Pakistan

Map of Pakistan

*Perhaps the most famous anecdote in Pakistan is this: while most countries have an army*, in Pakistan the army has a country. Almost 60 years after its creation from the dying embers of British colonialism as a haven for the Muslims of the subcontinent – and a few months after the devastating earthquake in Kashmir that garnered worldwide sympathy – Pakistan’s most prominent feature is the monopoly of the army over state affairs and, indeed, over much of public life.

It would be easy to suggest that the army’s domination is essentially a legacy of British rule, yet neighbouring India has never once been subject to military rule. More accurately, the Pakistani state has carefully bred a tale of imminent takeover by India to justify inordinate expenditures on the army, while the institution itself has been celebrated as Pakistan’s saviour. On the other hand, politicians have been slandered from the very start; a segment of the intelligentsia even propagates the view that Pakistan’s genius is not suited to democracy.

In more recent times the army has become the most powerful corporate entity in the land, with a stake in a host of sectors ranging from road construction and real estate to aviation and agriculture. It is unofficially estimated that the army accounts for up to 30 per cent of national output. It has also become the country’s largest landowner, capturing the most valuable agricultural and residential lands. For the most part the propertied classes, including the landed élite and industrial magnates, remain content with a junior role in the army-led dispensation, but amongst ordinary people resentment has increased markedly in recent times, eroding the army’s mythical role as the nation’s saviour.

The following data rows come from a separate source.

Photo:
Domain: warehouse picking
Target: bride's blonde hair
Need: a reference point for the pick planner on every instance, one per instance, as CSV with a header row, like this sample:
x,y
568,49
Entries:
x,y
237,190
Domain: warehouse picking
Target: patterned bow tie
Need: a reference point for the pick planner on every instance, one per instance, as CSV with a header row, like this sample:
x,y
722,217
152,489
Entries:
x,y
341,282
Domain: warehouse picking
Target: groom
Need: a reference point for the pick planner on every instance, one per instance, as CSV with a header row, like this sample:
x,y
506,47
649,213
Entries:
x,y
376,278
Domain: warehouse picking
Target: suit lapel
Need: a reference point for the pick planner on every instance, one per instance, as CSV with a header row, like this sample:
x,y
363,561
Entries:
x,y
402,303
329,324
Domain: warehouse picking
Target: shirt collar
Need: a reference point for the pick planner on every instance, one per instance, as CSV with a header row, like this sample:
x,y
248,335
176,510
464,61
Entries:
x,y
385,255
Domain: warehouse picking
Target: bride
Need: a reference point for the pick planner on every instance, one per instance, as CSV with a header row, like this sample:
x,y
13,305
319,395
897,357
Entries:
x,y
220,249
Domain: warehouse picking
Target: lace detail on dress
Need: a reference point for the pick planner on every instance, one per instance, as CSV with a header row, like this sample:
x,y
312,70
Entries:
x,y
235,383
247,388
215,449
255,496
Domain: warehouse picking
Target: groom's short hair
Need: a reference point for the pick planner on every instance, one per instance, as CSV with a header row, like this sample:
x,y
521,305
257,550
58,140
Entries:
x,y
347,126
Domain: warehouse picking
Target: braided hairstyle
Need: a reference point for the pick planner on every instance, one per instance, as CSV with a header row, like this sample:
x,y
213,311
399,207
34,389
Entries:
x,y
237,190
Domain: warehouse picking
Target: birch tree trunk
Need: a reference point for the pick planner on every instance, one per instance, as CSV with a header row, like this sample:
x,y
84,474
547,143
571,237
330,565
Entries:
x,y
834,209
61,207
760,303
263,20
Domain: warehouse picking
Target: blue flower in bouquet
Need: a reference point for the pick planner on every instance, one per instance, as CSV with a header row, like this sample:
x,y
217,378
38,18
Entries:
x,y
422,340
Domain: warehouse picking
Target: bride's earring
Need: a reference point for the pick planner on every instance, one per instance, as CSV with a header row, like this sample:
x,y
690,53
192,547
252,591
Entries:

Chris Stowers / Panos / www.panos.co.uk

Ethnic tensions have run high since the country’s creation, with the army and most of the civilian bureaucracy hailing from the Punjab and migrant Urdu-speakers; ethnicity remains the primary political idiom. The state cultivated militant Islamic groups to wage covert war in Afghanistan in the 1980s and in the disputed province of Kashmir since, but the present military government claims to have clamped down upon its own protégés. Indeed Pakistan has been celebrated by the US and its allies as a frontline state in the War on Terror, much as it was during the Afghan War in the 1980s. The army’s domination of the country is in no small measure attributable to the support of the US at every critical juncture of the Cold War and, more recently, after 11 September 2001. Too much is at stake for this to be seriously endangered even when US missiles hit a Pakistani village as they did in January.

Despite the claims, little has changed. The religious Right even runs the North Western Frontier provincial government, while the Government’s promises to repeal oppressive laws against religious minorities and women have proved to be hollow. Under the guise of devolving power, the Government has resorted to the age-old practice of patronizing local élites in the interest of maintaining power, thereby reinforcing a host of regressive social practices that discriminate against workers, women, minorities and other traditionally vulnerable groups.

The Government also claims that it has rescued a sinking economy from impending collapse, and the international financial institutions (IFIs) back up this claim with stellar macroeconomic figures. However, much of the improvement is premised on huge inflows of aid, and standard IFI-backed adjustment policies have worsened the situation of ordinary Pakistanis. Inflation and unemployment are rife, while agriculture – the mainstay of 70 per cent of the population – continues to be subject to international market pressures and the tyranny of global agreements such as the WTO.

So for most Pakistanis it is more of the same. The army has succeeded in co-opting all mainstream political forces. Those who retain their principled opposition to the _status quo_ are still trying to generate the broad-based support necessary to challenge it.